Teach-ins in law a must for chiefs Chiefs follow proceedings at the official opening of the National Chiefs Conference in Bulawayo recently

Stephen Mpofu, Perspective

Traditional leaders in our country are undoubtedly strong pillars of support for Government national development policies.

But where the chiefs are viewed as keeling over, as is the case right now, in cases of the administration of justice any failures on their part in that respect should not be condemned but must instead be viewed as indicating a need for education to comply with requirements of the country’s justice system.

Lately, a news story has been trending to the effect that many judgements by traditional leaders in their courts were being quashed on appeal to judicial courts by those found guilty.

A general opinion by lawyers and other people knowledgeable about the ways traditional leaders adjudicate cases is that a great need exists for chiefs to undergo education in the administration of justice.

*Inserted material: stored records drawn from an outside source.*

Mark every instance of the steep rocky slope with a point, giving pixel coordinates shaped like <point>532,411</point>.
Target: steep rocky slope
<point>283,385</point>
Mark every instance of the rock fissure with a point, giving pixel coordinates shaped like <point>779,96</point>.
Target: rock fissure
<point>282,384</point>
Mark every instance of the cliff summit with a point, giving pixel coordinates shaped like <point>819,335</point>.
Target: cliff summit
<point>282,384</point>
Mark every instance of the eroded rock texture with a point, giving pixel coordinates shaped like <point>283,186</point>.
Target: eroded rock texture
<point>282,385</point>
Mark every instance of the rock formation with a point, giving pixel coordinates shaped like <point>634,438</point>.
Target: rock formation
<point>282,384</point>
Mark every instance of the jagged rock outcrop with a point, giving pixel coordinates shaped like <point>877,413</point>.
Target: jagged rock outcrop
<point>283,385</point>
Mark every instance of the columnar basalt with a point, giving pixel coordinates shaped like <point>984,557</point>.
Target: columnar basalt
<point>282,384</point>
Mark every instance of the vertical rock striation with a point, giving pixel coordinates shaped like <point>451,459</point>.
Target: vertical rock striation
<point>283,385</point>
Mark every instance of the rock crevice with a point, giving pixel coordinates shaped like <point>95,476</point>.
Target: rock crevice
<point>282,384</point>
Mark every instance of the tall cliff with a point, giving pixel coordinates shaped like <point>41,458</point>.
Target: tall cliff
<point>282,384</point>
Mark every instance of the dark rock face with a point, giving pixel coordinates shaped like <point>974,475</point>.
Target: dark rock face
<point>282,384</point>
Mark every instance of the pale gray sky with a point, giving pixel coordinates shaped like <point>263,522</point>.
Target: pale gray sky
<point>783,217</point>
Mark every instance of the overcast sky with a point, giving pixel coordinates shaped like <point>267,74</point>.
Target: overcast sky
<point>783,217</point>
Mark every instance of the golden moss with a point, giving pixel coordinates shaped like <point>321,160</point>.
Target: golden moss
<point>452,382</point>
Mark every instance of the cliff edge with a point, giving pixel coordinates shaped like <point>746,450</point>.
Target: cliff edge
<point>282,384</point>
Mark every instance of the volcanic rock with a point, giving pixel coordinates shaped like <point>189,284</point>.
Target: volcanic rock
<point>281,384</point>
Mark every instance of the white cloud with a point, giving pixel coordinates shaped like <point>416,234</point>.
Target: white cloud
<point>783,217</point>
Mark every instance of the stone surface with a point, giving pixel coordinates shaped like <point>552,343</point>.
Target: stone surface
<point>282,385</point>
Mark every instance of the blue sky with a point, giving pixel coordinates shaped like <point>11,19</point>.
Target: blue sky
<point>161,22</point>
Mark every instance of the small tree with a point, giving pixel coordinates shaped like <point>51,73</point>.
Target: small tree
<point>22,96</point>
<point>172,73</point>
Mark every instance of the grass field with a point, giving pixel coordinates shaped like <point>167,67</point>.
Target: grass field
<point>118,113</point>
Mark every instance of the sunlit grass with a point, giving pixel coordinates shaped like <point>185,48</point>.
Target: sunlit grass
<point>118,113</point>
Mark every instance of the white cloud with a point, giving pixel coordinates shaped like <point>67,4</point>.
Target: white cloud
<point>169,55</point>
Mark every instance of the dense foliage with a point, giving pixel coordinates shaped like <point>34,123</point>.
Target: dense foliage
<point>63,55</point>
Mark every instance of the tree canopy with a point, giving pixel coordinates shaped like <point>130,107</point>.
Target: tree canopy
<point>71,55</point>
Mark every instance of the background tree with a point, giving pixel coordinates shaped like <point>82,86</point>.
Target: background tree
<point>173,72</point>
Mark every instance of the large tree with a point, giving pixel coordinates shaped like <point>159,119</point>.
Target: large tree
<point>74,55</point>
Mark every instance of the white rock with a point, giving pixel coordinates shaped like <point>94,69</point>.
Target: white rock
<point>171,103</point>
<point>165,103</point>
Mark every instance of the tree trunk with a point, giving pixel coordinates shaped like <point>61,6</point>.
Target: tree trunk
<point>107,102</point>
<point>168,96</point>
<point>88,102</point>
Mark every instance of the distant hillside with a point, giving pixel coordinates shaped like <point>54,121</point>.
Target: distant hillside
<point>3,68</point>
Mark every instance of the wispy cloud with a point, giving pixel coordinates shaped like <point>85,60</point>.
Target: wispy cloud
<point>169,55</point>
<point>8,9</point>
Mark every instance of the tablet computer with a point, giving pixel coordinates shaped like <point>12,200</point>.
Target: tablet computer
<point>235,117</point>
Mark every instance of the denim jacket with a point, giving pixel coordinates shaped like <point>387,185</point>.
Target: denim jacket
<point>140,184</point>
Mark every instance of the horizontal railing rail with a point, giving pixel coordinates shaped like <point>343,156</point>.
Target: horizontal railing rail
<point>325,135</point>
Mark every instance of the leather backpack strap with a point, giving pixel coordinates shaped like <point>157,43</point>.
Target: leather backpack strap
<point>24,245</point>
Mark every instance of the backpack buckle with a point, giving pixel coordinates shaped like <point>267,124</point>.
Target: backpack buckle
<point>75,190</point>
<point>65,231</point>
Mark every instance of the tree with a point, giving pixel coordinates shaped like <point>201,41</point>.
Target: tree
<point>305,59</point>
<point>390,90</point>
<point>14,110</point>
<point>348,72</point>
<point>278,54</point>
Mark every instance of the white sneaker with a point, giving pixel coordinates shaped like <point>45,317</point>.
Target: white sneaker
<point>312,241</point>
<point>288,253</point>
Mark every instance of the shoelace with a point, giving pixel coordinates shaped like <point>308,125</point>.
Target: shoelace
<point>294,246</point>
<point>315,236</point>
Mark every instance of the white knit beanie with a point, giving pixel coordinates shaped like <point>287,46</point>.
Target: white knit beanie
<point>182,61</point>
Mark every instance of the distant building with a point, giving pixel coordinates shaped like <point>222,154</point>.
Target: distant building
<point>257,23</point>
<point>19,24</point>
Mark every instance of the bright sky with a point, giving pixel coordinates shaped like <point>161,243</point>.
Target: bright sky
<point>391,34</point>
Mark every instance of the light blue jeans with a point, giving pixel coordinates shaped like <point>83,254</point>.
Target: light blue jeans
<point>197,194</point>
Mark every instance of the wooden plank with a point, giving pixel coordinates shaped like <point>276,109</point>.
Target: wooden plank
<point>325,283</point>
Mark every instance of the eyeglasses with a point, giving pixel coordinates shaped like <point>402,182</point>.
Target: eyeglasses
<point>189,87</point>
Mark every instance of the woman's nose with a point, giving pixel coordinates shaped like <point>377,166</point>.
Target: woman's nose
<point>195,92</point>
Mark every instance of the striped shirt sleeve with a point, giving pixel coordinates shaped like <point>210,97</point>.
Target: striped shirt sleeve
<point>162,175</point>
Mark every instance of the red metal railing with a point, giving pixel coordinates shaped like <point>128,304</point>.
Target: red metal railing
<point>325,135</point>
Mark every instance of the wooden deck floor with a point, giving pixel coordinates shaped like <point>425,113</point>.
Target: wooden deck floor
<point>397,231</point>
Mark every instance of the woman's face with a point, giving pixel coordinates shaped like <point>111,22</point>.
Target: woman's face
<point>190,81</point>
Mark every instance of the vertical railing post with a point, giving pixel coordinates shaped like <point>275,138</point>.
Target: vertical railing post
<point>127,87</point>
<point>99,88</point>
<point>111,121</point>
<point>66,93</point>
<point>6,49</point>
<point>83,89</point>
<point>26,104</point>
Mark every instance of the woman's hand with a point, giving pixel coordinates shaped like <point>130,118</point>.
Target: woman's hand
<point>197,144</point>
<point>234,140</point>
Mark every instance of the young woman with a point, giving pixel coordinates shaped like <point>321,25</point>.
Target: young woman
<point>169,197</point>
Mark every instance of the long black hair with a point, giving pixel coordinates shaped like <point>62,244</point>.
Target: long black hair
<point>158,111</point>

The head of a law firm in Bulawayo who preferred anonymity in his contribution on the way traditional leaders deal with cases noted that traditional leaders adjudicate cases in various indigenous languages germain to their areas and that the chiefs must therefore know the basics and principles of the legal justice system when dealing with cases under their jurisdiction.

A former assistant editor of Chronicle who recently celebrated 91 years of age, and is a successful irrigation farmer in the Marula area near Bulawayo, Mr Jonathan Maphenduka, said a few days ago that seminars should be held on basic principles of adjudicating cases to enable traditional leaders to play their role without any blemishes in that respect.

President Mnangagwa cuts a ribbon to hand over vehicles to recently installed chiefs after the National Chiefs Conference in Bulawayo recently.

He suggested that the traditional leaders probably pass judgement that are eventually spiked by superior courts, with the genuine intention of frightening or intimidating villagers against dissension.

Zimbabwe’s education system is well-known for it’s very, very high literacy rating on the African continent.
Because that system transcends functional literacy — the mere ability to read and write it should therefore also engender basic principles of our country’s judicial system to the young inheriting traditional leadership on succession as the old guards pass on or retire due to advanced age.

In fact younger generations of Zimbabweans, educated or/and more educated than current traditional leaders must be motivated to succeed their parents or relatives as chiefs well conversant with the principles of the laws of the land so that their adjudication of cases will be beyond reproach by superior courts and in that way peace and harmony will reign in the countryside to give greater momentum to developmental projects, what with the devolution fund being allocated for the upliftment of lives in the countryside.

In fact, the Government’s provision of vehicles to chiefs for their mobility as demonstrated recently should be a fillip for enhanced co-operation between the masses out there in rural areas previously frowned upon by white racist colonial rulers as “the periphery” and a Government of the people by the people for the people of Zimbabwe.